New York City Draft Riot, July 1863
In protest of the Enrollment Act and in response to the belief that the Civil War was benefitting a people they despised, white New Yorkers launched a violent protest against the draft and Emancipation. The riots culminated in the destruction of an orphanage for African American children that stood at this location, and many of the children were killed during the riots. Aside from the children in the orphanage, hundreds of other New Yorkers died during the New York City Draft Riots, which remains the largest civil insurrection in American history, but as of 2015, there is still no historic marker related to the draft riots.
Backstory and Context
The Enrollment Act was enacted March 3, 1863. The act empowered government officials to draft men for service and called for the addition of 300,000 soldiers for the Union Army. However, the law included several exemptions to the draft, such as the ability to hire a substitute or pay a commutation fee. These provisions raised money for the Union Army but also allowed wealthy men to avoid military service. The rioters protested this and other aspects of the draft law, but their anger was specifically directed against African-American civilians.

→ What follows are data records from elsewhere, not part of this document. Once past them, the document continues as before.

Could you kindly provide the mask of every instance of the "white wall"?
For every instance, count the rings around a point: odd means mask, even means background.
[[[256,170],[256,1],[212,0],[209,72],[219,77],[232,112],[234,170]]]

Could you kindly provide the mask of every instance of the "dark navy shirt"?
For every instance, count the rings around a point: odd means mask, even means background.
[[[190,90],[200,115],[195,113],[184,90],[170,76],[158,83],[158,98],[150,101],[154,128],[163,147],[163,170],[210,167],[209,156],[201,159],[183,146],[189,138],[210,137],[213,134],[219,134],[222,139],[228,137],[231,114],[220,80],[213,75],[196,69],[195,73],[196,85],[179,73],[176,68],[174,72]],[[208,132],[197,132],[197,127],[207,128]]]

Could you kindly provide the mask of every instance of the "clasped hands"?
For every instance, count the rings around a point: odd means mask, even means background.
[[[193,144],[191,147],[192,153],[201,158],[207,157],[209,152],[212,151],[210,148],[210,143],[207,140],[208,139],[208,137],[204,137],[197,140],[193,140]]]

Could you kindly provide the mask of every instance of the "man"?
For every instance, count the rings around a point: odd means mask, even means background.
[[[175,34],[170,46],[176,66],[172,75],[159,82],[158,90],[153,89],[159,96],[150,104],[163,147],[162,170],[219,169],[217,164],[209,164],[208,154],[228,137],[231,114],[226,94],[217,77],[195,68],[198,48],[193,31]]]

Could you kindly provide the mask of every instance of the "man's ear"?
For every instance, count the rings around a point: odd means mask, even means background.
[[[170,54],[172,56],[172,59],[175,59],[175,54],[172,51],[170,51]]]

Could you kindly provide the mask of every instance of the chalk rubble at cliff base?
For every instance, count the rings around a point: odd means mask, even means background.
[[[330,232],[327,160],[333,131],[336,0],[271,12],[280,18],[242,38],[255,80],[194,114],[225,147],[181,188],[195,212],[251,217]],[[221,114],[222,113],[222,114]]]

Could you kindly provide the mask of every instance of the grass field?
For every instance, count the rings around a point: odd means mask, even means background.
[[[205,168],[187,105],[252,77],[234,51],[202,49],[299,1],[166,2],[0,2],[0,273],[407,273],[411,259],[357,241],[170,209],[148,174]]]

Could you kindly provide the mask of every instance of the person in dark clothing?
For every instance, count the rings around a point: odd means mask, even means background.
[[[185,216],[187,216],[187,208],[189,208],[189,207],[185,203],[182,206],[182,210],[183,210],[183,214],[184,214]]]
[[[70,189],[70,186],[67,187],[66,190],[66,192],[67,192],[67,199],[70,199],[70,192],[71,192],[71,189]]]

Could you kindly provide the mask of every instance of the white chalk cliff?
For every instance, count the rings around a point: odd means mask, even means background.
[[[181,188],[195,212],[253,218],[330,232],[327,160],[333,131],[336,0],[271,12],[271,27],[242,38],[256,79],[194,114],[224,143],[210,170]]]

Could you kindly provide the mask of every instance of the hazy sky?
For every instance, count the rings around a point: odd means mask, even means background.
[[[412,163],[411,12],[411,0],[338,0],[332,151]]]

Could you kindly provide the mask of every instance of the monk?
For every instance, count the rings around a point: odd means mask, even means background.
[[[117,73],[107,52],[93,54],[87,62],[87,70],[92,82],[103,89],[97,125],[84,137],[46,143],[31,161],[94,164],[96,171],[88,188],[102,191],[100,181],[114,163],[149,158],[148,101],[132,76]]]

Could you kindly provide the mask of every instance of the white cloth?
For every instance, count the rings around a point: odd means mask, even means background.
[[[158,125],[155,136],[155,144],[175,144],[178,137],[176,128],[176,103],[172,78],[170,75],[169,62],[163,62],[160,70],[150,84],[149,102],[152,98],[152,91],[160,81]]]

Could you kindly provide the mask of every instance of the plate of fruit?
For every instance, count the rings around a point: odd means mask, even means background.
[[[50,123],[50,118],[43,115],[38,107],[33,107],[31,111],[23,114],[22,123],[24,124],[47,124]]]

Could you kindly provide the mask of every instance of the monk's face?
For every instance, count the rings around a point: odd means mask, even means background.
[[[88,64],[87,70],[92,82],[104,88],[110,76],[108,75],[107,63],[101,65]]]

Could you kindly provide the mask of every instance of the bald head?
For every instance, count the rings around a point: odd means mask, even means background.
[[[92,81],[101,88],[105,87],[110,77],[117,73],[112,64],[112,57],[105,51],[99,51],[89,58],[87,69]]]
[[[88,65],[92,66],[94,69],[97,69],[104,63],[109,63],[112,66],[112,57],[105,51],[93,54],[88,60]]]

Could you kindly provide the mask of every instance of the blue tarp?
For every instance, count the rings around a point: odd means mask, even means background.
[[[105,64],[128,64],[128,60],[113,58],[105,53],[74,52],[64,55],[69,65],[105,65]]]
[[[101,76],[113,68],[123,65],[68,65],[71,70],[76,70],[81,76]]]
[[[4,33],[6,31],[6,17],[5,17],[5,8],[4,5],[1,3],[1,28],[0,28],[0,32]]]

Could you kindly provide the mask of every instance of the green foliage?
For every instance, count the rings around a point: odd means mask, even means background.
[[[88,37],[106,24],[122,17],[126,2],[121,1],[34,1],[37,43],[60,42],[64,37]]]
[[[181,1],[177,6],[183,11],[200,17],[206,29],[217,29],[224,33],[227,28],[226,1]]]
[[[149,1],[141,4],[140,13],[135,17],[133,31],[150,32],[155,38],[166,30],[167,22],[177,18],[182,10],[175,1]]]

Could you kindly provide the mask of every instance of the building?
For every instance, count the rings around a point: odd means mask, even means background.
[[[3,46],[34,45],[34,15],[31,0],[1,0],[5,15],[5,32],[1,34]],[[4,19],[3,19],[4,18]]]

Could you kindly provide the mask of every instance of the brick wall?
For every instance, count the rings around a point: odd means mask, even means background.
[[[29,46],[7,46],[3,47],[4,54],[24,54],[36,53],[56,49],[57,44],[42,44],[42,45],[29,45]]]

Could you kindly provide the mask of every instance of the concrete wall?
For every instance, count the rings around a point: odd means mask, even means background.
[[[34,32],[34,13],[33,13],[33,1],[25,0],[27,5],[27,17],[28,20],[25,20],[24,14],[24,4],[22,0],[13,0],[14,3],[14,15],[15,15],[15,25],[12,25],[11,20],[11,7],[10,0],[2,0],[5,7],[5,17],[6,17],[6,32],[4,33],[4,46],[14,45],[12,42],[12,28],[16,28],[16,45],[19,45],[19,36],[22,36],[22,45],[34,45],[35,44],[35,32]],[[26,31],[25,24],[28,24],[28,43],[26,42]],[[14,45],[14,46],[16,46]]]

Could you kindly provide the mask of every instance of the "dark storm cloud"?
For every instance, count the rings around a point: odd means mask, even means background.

Protests against the draft and responses to the belief that white men were dying in order to benefit African Americans escalated throughout the spring and summer. Between July 13 and July 16, 1863, protests turned extremely violent. Forcing men into the military through the draft, while allowing more wealthy men to pay a commutation fee or hire a substitute, angered many of New York’s immigrant laborers. New York’s black community became a scapegoat and an easy target. The rioters caused an estimated 119 deaths and $1.5 million in damages. The riots were so severe that the War Department redeployed the Army of the Potomac from the battle against the Confederacy to the streets of New York to restore order. In the aftermath, many African Americans abandoned this part of the city.